A proposal to look at speeding up £640,000 of improvement work at a notorious Aberdeen junction was dismissed by councillors this week, over concerns about “raising expectations” for residents and the impact on other important infrastructure projects in the city.
The Shielhill Road junction with the B999 Potterton to Bridge of Don road has caused complaints from residents for years due to the many cars and heavy goods vehicles that “thunder” along it, close to people’s homes.
The city council considers the junction “sub-standard”, and that it is “presenting difficulties” for road users.

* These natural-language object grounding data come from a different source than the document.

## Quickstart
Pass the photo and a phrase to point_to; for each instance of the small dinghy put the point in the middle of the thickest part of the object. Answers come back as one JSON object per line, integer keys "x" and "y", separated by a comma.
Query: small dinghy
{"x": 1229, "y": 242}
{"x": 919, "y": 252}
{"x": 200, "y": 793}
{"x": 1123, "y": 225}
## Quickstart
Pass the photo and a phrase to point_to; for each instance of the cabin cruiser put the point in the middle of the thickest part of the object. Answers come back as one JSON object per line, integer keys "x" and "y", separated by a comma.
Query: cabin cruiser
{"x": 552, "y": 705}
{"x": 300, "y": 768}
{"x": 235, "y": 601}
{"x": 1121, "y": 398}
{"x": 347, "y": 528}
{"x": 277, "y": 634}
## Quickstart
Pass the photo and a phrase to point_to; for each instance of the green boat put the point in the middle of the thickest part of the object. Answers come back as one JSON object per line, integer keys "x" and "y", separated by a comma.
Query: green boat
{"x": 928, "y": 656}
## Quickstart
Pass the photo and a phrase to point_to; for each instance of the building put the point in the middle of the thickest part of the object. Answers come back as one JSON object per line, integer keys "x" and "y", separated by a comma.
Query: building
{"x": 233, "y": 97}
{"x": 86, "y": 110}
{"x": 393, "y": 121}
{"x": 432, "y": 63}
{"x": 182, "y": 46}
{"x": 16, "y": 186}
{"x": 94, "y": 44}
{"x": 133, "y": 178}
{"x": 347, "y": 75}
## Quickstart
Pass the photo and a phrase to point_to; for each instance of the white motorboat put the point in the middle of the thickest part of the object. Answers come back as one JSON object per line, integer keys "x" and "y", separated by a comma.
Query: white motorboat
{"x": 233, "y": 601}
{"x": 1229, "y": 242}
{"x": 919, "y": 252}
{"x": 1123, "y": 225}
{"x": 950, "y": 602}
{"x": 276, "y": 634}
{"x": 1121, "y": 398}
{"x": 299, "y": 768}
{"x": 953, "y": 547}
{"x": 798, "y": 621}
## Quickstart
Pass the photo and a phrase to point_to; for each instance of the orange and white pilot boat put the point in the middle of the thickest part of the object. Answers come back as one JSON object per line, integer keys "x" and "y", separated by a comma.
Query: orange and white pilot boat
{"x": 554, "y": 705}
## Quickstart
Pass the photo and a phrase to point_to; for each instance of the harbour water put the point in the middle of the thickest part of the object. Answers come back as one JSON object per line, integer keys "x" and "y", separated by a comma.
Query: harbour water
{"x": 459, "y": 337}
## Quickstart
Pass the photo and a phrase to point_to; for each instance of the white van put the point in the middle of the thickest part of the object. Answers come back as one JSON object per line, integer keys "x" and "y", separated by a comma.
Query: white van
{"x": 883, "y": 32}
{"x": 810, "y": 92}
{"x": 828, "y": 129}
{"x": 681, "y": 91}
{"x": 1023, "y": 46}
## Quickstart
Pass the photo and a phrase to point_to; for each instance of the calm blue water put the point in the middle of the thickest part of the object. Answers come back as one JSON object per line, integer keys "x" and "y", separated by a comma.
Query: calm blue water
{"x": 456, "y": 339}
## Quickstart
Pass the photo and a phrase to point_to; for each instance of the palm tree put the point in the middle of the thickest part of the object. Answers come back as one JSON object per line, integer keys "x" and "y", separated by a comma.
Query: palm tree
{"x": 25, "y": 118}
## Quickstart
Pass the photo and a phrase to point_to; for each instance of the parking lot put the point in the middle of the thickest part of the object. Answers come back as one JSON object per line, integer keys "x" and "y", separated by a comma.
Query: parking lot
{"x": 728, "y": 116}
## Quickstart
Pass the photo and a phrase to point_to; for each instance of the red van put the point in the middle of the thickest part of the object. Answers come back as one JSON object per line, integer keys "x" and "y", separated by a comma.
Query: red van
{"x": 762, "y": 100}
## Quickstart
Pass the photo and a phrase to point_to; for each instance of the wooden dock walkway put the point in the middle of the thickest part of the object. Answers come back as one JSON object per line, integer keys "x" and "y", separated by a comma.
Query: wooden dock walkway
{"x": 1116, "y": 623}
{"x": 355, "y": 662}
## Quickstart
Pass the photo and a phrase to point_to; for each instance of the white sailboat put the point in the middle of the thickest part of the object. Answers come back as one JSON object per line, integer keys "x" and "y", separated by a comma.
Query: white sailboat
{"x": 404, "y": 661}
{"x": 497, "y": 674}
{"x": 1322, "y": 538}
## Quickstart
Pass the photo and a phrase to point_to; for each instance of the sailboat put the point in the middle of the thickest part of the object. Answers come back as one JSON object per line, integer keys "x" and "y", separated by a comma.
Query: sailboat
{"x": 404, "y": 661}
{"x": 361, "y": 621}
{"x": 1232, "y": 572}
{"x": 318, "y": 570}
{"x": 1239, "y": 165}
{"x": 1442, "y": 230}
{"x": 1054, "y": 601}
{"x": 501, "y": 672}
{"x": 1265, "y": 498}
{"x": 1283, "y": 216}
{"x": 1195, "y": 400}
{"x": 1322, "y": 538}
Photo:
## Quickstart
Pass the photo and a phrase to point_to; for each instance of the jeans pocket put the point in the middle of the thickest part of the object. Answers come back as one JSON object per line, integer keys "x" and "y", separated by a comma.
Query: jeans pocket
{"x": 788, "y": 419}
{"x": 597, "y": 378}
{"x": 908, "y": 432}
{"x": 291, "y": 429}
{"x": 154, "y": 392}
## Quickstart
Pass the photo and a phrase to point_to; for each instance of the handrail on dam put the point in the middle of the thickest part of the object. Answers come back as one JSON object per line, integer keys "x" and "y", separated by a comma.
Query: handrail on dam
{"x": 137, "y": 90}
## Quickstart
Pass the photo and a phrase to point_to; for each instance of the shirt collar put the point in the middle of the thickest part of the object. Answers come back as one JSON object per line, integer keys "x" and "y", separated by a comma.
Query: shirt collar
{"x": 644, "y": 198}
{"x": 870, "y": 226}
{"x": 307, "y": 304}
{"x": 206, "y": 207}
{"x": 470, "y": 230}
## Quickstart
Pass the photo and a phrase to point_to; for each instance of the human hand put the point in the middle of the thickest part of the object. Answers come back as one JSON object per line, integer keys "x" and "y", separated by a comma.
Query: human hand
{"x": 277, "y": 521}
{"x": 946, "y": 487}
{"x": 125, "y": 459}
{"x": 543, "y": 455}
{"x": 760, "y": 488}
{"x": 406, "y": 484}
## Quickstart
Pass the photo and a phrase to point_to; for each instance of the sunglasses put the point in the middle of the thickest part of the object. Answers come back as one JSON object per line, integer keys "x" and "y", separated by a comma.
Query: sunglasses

At the start of last year, planning was underway for the improvement project which will involve reconfiguring and realigning the B999 and C19C Shielhill Road junction along with visibility improvement.
However the pandemic threw plans into disarray, and work was not started.
The council’s road service teams and resources from other capital projects were redistributed to responding to the pandemic with the Spaces for People programme, but now that Spaces for People is in a “more operational phase”, work on the Shielhill changes has restarted.
Councillors were this week presented with an indicative timeline of milestones for the project, with design and preparation work earmarked for 2021/22, land assembly in 2022/23, and construction in 2023/24, assuming that voluntary acquisition of land is possible.
But during this week’s Capital Programme Committee, the SNP members put forward an amendment, seeking to instruct officers to “investigate the feasibility of bringing forward design works at the earliest opportunity”, and start discussions with relevant landowners “at the earliest opportunity”.
Bridge of Don councillor Alison Alphonse, of the SNP, said to the committee: “The two homeowners that live next to the junction, their lives are intolerable with the hundreds of cars, vans and heavy lorries that thunder along Sheilhill Road, causing parts of the road near to their home to subside.
“The stone dyke on Shielhill Road is also in poor condition, there’s boulders that have dislodged and fallen onto the road, and I’m quite concerned that could cause a serious accident.”
She continued: “I feel it’s dragged on for such a long time.
“I’m age 60, and learned to drive on that road when I was 17, and it’s the same road, and we’ve now got the guts of 1,000 houses there, and probably at least two cars per household so I’m quite concerned.”
Developer contributions and funding
Preliminary work on the project discovered that developer contributions secured as part of granting planning consent for the nearby North Denmore development would not be enough to cover the full cost of the improvement scheme.
However, last March the council provided extra funding in order to get the project moving.
In advance of the project, interim measures have been put in place such as “large more conspicuous warning signage” and a reduced speed limit of 40mph in the area.
SNP councillor David Cameron put forward the amendment.
He said: “All we are really asking for in our amendment is that we look at the feasibility of bringing this forward, rather than this just continuing onwards.
“It is now 15 or 16 months since the council put the additional money into the capital plan in order to move this forward.
“I realise that money isn’t everything and it’s also time as well, and I absolutely wouldn’t disagree with that at all, but I think we do need to be seen to be moving this forward.”
The amendment lost by five votes to four.
“Allow officers to move this at the pace they can physically meet”
Councillor Marie Boulton, convener of the Capital Programme Committee, said: “Our officers are working at a pace, we’ve got a programme, a planner which has got the report coming back.
“We’ve got other roads projects such as the Berryden Corridor and South College Street that they’re looking at, at the same time.”
She continued: “What I’m trying to do is give people the reassurance that we are on this, but what I don’t want people to do is expect that somehow it’s going to jump other projects which again have been in the pipeline for a long time.
“We’ve got it on the agenda, we’ve got the extra money in the budget, so if there should be additional capacity by some miraculous way in the officer base, they know that it’s a priority for us.
“I’ll be moving just the simple recommendation which is to note the updates and the milestones, and the associated financial implications.
“Not because I don’t want to be cooperative, but to allow officers to move this at the pace they can physically meet without raising expectations.
“We all know there’s a council election next year, and there could be a lot of sabres rattling and saying we could do this better, but for me this is a committee that will hopefully move things along and I have confidence officers will bring back a full report as soon as they can.”